Roll 20 kind of sucks. They haven't made tangible improvements in years for performance, and the gm and player tools are lacking compared to other options despite making money hand over fist.
Even worse, Roll20 development is not only slow, player made solutions to issues are locked behind a paywall.
Making your customers pay you a monthly subscription to fix your product for you and then charging other customers a monthly subscription to access the fixes you didn't make is a grift so insane it's bordering genius.
Let me make a comparison. I like Fari as a Fate VTT. Fari is limited to the point of being “bad”, but I still like it for what it provides for free and how they interact with their community. It’s likely related to me preferring to play theater of the mind and using VTT to share art, simplify skill rolls/ math, other stuff that makes the session go smoother.
For that level of requirements, Roll20, Role, Foundry, all offer a decent package.
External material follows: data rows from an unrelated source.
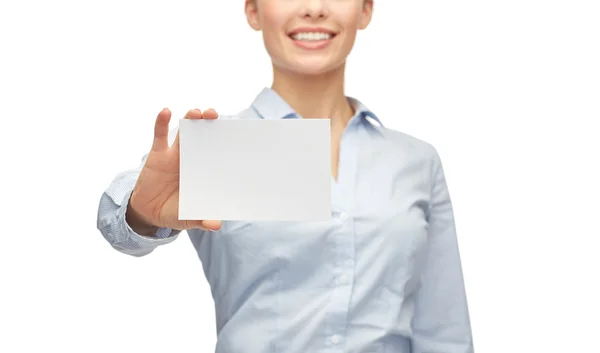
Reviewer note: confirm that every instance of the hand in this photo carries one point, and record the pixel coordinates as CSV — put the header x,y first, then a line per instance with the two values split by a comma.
x,y
154,202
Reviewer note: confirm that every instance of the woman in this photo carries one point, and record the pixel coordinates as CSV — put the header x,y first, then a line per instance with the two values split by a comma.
x,y
383,275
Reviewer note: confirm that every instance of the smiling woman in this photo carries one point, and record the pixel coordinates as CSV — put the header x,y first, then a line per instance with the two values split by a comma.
x,y
382,275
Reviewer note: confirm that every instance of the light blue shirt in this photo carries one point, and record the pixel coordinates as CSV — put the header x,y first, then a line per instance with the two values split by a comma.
x,y
383,275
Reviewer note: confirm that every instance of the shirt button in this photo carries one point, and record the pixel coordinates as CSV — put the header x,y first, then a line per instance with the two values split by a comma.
x,y
335,339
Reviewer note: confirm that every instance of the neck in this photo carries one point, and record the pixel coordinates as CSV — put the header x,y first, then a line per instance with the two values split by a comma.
x,y
319,96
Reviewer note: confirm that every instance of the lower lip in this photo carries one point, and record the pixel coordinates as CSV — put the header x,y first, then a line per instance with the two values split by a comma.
x,y
312,44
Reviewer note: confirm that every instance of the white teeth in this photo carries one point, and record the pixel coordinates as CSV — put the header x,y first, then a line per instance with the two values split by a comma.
x,y
311,36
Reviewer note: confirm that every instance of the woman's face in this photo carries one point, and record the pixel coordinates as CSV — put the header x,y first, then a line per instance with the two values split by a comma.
x,y
309,37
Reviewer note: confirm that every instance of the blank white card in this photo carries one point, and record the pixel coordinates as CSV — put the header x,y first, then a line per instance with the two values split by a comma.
x,y
255,169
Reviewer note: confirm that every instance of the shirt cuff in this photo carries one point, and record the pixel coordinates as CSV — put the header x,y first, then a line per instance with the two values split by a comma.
x,y
162,236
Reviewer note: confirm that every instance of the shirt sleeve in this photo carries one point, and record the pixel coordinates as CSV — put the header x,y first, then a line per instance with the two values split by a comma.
x,y
111,221
441,323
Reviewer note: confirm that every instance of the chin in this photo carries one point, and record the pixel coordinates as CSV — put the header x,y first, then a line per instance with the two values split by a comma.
x,y
311,68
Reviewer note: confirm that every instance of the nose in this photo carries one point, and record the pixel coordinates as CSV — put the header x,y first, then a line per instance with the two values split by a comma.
x,y
314,9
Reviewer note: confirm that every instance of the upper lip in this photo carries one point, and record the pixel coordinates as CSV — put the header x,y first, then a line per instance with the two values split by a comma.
x,y
312,30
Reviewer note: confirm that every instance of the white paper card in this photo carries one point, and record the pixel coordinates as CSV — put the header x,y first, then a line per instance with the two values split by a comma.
x,y
255,169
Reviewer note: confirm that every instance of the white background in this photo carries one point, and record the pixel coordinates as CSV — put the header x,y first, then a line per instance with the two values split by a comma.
x,y
508,91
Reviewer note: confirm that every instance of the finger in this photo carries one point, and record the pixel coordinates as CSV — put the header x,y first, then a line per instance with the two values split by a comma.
x,y
211,225
204,225
191,114
210,114
161,130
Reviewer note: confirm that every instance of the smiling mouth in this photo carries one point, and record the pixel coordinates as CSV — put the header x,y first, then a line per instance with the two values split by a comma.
x,y
312,36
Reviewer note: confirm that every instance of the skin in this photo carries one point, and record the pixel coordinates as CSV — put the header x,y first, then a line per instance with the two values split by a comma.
x,y
311,81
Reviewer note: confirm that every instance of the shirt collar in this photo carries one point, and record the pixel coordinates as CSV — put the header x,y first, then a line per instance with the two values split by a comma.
x,y
269,105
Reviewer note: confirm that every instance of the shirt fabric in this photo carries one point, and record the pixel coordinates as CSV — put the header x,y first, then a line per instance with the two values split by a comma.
x,y
383,275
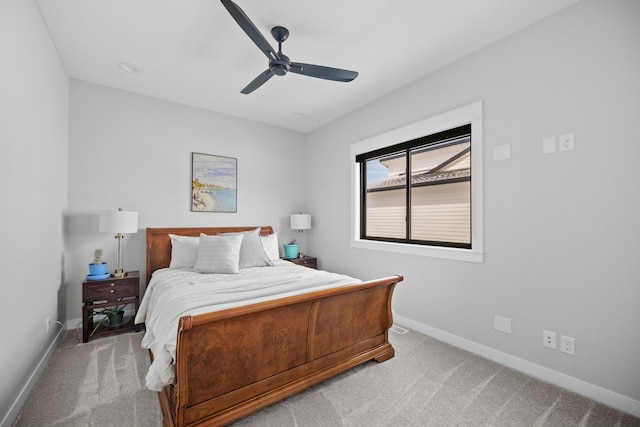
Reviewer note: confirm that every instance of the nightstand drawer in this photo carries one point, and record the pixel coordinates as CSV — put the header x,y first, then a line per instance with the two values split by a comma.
x,y
305,261
110,290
What is it about Roll20 that rubs you the wrong way enough to elicit hate? Just not updating the product?
We used roll20, and it sucked, and ruined the experience in a lot of our sessions. You're all like role playing, getting into it, and you can't cast your spells because of roll20. We put money into it, buying shit for our games. They put money into youtuber sponsorships instead of improving the platform. It's personal. You finally get 4h of overlapping free time on a Friday and the adventure won't load. Do you understand now? We switched, but we still hate it. Knowing that they still haven't improved years later just feels like "yeah that's about right". Fuck roll20.
"We’re excited to announce that Roll20 has acquired Demiplane, the best-in-class character-building solution for tabletop roleplaying games! Demiplane joins a growing suite of TTRPG (tabletop roleplaying game) offerings from Roll20 that include Roll20 Tabletop, DriveThruRPG, and Dungeon Scrawl."
I suppose "hand over fist" is a subjective term, but you don't acquire companies for free.
It’s pretty common to include a stake (ie stocks) in the purchase tender of companies. Sometimes very little actual money is exchanged. They agree on what each company is worth and the owners of the bought business end up with an equivalent stake in the remaining company.